Der erste Titel vom gewaltigen Adventure-Schwung, den ich letztens auf GOG erstanden habe, ist mit Geheimakte Tun-Tuska, Tuska abgeschlossen.
Neu ist das Spiel an sich nicht, hab es noch irgendwo auf CD rumliegen und es bereits zweimal durchgespielt. Wie üblich bei mir natürlich jeweils im Abstand von etlichen Jahren. Entsprechend hatte ich einige Stellen noch sehr deutlich vor Augen, die nächsten nur noch so lala und an ganz andere konnte ich mich erst erinnern, als ich sie vor mir sah. Das gleiche gilt auch für die Rätsel.
Inhaltlich haben wir hier eine ernsthafte Mischung aus Thriller-Abenteuer, also nichts mit der übertriebenen Comedy, die fürs Genre gern verwendet wird. Der berühmte Wissenschaftler Kalenkow verschwindet spurlos von seinem Arbeitsplatz im Museum und Tochter Nina versucht der Sache auf den Grund zu gehen. Als sie verstecke Forschungsunterlagen entdeckt wird schnell klar, dass mehr dahintersteckt und der Versuch, die Wahrheit aufzudecken, führt Nina nicht nur quer über die halbe Welt, sondern lässt sie auch mit dem russischen Geheimdienst, einem geheimen Drahtzieher im Hintergrund, einer mysteriösen Organisation mit schwarzen Mänteln und indirekt sogar mit den Aliens aneinandergeraten. Nebenbei kommt sie auch der Wahrheit über die titelgebende Tun-Tuska, Tuska Katastrophe auf die Spur. Das Spiel liefert dabei eine eigene Interpretation der Ereignisse ab, wurde doch inzwischen wissenschaftlich belegt, dass ein Edenssplitter dafür verantwortlich war. Assassinen und Templer halt wieder.

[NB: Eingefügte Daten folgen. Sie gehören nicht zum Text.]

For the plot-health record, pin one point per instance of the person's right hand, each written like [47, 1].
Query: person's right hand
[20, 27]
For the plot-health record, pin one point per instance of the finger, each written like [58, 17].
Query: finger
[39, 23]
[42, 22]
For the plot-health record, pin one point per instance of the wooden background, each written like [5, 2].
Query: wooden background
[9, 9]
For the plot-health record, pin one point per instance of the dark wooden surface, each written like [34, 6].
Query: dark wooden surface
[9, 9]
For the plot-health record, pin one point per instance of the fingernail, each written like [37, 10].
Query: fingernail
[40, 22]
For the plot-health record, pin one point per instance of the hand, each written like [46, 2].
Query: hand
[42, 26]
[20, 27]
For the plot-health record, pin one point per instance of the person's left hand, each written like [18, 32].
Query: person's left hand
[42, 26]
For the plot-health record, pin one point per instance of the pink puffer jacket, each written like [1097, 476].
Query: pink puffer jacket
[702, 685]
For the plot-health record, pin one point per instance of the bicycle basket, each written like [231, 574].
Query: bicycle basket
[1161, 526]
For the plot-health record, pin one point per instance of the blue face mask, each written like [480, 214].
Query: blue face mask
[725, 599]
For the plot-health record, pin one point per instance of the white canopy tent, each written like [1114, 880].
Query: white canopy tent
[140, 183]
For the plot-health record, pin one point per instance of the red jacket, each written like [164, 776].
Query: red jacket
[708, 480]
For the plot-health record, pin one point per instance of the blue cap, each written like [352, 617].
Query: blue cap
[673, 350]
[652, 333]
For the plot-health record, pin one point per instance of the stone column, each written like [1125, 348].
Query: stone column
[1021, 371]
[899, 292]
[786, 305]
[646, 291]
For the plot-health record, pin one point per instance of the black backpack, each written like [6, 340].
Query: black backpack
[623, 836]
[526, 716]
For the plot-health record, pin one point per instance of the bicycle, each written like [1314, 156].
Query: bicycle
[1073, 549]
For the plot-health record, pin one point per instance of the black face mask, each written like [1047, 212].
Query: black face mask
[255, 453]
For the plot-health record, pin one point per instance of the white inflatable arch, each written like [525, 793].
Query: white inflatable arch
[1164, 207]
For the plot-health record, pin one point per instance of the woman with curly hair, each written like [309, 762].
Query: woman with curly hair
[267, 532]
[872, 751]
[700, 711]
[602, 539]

Klingt im ersten Moment zwar so, als würden nur alle möglichen Klischees durchgekaut, es ergibt sich aber ein stimmiges Gesamtbild und das Spiel gleitet nie ins Lächerliche ab. Trotzdem happert es etwas an der Umsetzung. Der KGB, an dessen Spuren sich Nina in der ersten Hälfte heftet, wird im zweiten Akt mit einem "Upps, die haben ja gar nichts damit zu tun" rausgekickt und auch zum Geheimbund heisst's am Ende "Eigentlich sind die auf unserer Seite", ohne weiter auf dessen Hintergründe einzugehen. Wenn ich mich aber nicht irre, taucht der erneut in der Fortsetzung auf und übernimmt dort auch die Rolle der Gegenspieler. Trotz allem funktioniert die Handlung aber, da alle Parteien von der gleichen Motivation getrieben werden und auch wenn die Spur des KGBs schließlich ins Leere läuft bekommt man dennoch Informationen, die wichtig fürs Gesamtbild sind.
Die Charaktere funktionieren sehr gut, wobei's wie bei Adventures üblich letzten Endes auf den Heldenpon und seinen gegengeschlechtlichen Helfer hinausläuft. Nina liefert als Protagonistin auch durchgehend eine gute Leistung ab, wobei sich nach dem ersten Kapitel in Berlin auch durchaus eine Charakterentwicklung feststellen lässt. Anfangs ist sie noch die besorgte Tochter, die zu verstehen versucht, was vor sich geht, während sie ab dem zweiten Akt in Russland die Dinge auch aktiv in die Hand nimmt. Man muss zugegebenermassen schon etwas über die Dinge hinwegsehen, wenn man bedenkt, dass sie ohne zu Zögern einen russischen Militärbahnhof infiltriert, sich als Soldatin ausgibt und einen schwer bewachten Zug betritt, der gefangene Wissenschaflter zu einem geheimen Forschungslabor bringen soll. Sie ist halt keine Action-Heldin, sondern nur eine ganz normale, junge Frau. Selbst als sie später überführt und in ein Militärkrankenhaus gebracht wird bleibt sie völlig entspannt. Vielleicht wäre es da besser gewesen, die Episode ans Ende des Spiels zu packen. Schlechter wird das Spiel dadurch aber nicht, und lieber so als einen Langweiler.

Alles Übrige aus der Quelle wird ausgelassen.